# Quickie #8

• Jan 6th 2007, 11:10 AM
Soroban
Quickie #8
Prove that for any positive integer $\displaystyle n$

. . $\displaystyle n^4 + 2n^3 + 2n^2 + 2n + 1$ is never a perfect square.

• Jan 6th 2007, 02:20 PM
ThePerfectHacker
Quote:

Originally Posted by Soroban
Prove that for any positive integer $\displaystyle n$

. . $\displaystyle n^4 + 2n^3 + 2n^2 + 2n + 1$ is never a perfect square.

$\displaystyle (n^4+2n^2+1)+(2n^3+2n)$
$\displaystyle (n^2+1)^2+2n(n^2+1)$
$\displaystyle (n^2+1)((n^2+1)+2n)$
$\displaystyle (n^2+1)(n^2+2n+1)$
$\displaystyle (n^2+1)(n+1)^2$
Assume it is a square....
Theorem: If a product of a positive integer and a square is is square then that positive integer itself must be a square.

Thus,
$\displaystyle n^2+1=m^2$
$\displaystyle m^2-n^2=1$
$\displaystyle (m+n)(m-n)=1$
Trivial-Improper factorization,
$\displaystyle m+n=1$
$\displaystyle m-n=1$
Thus,
$\displaystyle n=0$.
But the problem says positive integer.... a contradiction.

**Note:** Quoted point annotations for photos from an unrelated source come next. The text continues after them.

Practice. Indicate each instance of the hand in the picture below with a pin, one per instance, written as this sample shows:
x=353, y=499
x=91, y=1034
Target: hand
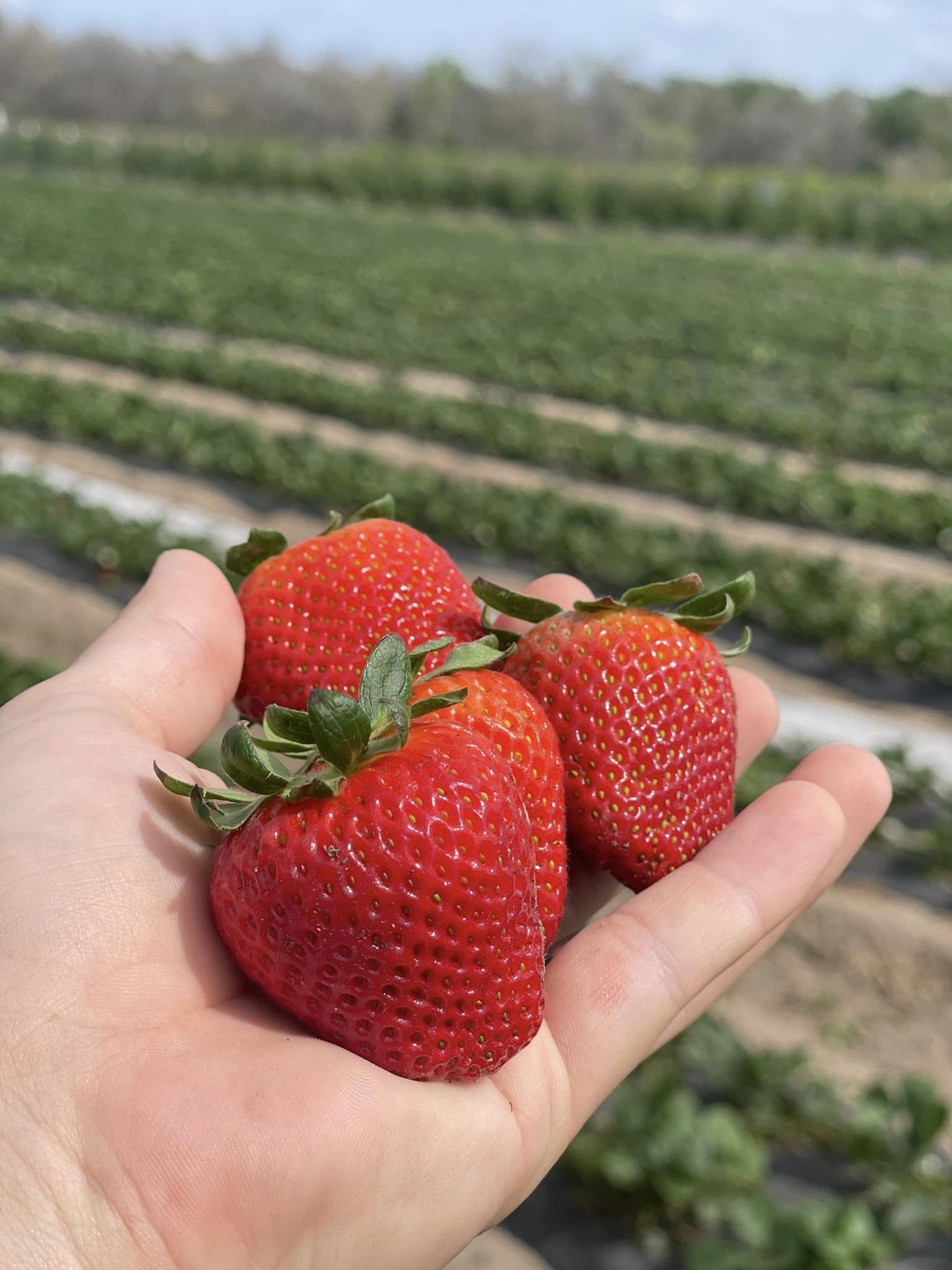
x=155, y=1112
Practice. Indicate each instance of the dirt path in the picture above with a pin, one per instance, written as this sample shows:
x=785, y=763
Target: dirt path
x=863, y=982
x=868, y=559
x=46, y=618
x=810, y=708
x=438, y=384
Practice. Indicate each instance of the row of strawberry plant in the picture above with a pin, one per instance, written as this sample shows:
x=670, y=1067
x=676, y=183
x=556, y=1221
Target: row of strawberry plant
x=890, y=626
x=767, y=203
x=681, y=1155
x=915, y=789
x=684, y=1145
x=720, y=479
x=831, y=355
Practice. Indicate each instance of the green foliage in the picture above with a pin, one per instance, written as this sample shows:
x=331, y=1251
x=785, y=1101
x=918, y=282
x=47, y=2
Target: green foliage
x=682, y=1153
x=767, y=203
x=117, y=549
x=917, y=832
x=723, y=479
x=831, y=355
x=890, y=626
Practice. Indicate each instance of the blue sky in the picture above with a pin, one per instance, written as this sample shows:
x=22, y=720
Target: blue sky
x=819, y=43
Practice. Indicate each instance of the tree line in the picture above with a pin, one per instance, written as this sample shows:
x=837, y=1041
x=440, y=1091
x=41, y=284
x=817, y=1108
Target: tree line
x=596, y=111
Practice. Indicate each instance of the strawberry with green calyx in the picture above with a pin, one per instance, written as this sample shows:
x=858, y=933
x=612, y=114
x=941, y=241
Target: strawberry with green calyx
x=315, y=610
x=644, y=710
x=514, y=724
x=384, y=894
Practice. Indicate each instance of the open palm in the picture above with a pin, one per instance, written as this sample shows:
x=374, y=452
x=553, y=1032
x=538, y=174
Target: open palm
x=155, y=1112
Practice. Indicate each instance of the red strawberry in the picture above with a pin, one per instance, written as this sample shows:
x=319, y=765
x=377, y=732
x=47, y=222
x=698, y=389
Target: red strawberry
x=501, y=710
x=385, y=894
x=314, y=611
x=644, y=710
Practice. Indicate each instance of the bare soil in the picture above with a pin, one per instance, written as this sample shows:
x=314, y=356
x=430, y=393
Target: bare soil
x=870, y=559
x=442, y=384
x=863, y=982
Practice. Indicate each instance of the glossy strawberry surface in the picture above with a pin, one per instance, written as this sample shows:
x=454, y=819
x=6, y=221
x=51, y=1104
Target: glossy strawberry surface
x=645, y=717
x=516, y=726
x=314, y=613
x=398, y=918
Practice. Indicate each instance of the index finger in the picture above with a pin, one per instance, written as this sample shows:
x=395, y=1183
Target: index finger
x=616, y=988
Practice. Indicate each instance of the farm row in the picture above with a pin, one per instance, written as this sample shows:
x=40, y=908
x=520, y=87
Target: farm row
x=682, y=1157
x=764, y=203
x=696, y=1142
x=889, y=625
x=724, y=479
x=832, y=355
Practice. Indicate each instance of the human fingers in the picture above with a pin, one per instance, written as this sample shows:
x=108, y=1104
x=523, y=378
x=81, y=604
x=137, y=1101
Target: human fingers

This is mine 4:):):)th Post!!!
• Jan 6th 2007, 04:39 PM
galactus
Here's a thought:

If you factor:

$\displaystyle (n+1)^{2}(n^{2}+1)=k^{2}$

Take the square root:

$\displaystyle (n+1)\sqrt{n^{2}+1}=k$

If n is a positive integer, then k can not be an integer, therefore, can not be a perfect square.
• Jan 6th 2007, 07:35 PM
Soroban
Hello, Hacker and Galactus!

The "Quickie" solution is surprisingly clever
. . but almost impossible to derive.

Let $\displaystyle N \:=\:n^4 + 2n^3 + 2n^2 + 2n + 1$

Since $\displaystyle n^4 + 2n^3 + n^2 \:< \:n^4 + 2n^3 + 2n^2 + 2n + 1$
. . we have: .$\displaystyle (n^2 + n)^2 \:< \:N$

Since $\displaystyle n^4 + 2n^3 + 2n^2 + 2n + 1 \:< \:n^4 + 2n^3 + 3n^2 + 2n + 1$
. . we have: .$\displaystyle N \:< \:(n^2 + n + 1)^2$

Hence: .$\displaystyle (n^2 + n)^2 \:< \:N \:< \:(n^2 + n + 1)^2$
. . and $\displaystyle N$ lies between two consecutive squares.